In exploring religion and disability, we have not sought to suggest that one framework rather than the other should be applied to gender in conditions of decertification. Rather, we have sought to tease out the array of approaches that these two equality grounds offer. Together, they offer pathways for supporting new gender-based communities and practices, while attending to the disadvantages that both new and existing ways of living and being encounter. Equality law often presents a rather siloed approach to different protected characteristics. This unduly limits the use and versatility of the legal tools developed and available. Our objective in writing this article was to explore some of the choices for gender’s development in British equality law. Beyond this, we wanted to contribute to a broader conversation about the legal thoughtways that different equality grounds make available, and the value and implications of their cross-pollination. One question facing equality law reform is whether it should continue to rely on a defined and closed list of protected characteristics or focus, instead, on experiences of inequality, recognising that these may be triggered by uncodified, as well as intersectional, grounds without making these grounds determinative (see also Malleson 2018). While this broader question is outside the focus of our discussion, it poses an issue that our analysis of religious and disability equality law has repeatedly come up against—namely, how do these legal areas understand and constitute their subjects, and what implications does this have for gender?

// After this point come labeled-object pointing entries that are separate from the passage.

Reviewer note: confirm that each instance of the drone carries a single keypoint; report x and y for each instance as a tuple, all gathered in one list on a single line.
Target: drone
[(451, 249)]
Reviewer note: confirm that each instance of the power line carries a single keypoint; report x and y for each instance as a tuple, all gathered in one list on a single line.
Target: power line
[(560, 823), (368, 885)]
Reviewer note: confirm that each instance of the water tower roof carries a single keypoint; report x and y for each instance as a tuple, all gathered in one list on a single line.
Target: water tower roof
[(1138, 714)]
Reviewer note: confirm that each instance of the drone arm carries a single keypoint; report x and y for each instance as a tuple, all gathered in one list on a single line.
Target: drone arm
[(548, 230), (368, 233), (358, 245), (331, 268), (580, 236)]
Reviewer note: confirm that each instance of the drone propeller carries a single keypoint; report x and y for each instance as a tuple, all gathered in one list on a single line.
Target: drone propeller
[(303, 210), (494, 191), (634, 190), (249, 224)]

At the heart of our discussion is the way gender is understood and imagined. Thus, we have foregrounded the tensions between legal thoughtways that emphasise multicultural diversity and the need to support it, and those that emphasise relationality and asymmetrical forms of disadvantage. This tension is familiar. It mirrors the ongoing conflict among feminists over whether gender is best imagined as a structure of domination or as a site of plural self-expression; and whether it can be simultaneously imagined as both (even as what gender means in these two registers may diverge).

The thoughtways we have explored demonstrate how a less polarised understanding can be supported through equality law. But what equality law also makes available, exemplified in the protections that exist for lack of religion or belief, is recognition of ways of living that step outside of established social frameworks. Disability equality defines its scope by excluding those deemed non-disabled from its protections. Religious equality provisions incorporate them—not through an exhaustive list of categories (the ‘numerus clausus’ Katyal 2017 describes) but by attending to some of the discriminatory and adverse consequences faced by those who refuse or fail to hold specific beliefs or membership. In this article, we have translated this ‘absence’ into living as agender. From a feminist perspective, recognising people as agender should not ignore gender-based socialisation, or the ways in which people may be perceived and treated as gendered. It is also not an argument for disattending to androcentric social and institutionalised norms. But from the perspective of what law makes visible and institutionally possible, legal recognition of agender radically reconfigures our prevailing ‘gender-scape’—when it comes to how gender works and how it is understood. Such a move poses interesting speculative questions about how agender might come to be legally filled in as something other (or more) than an absence. Despite its likely focus on individualised forms of refusal, recognising people as agender in equality law has the potential to support a revolutionary change in gender’s institutionalised imaginary.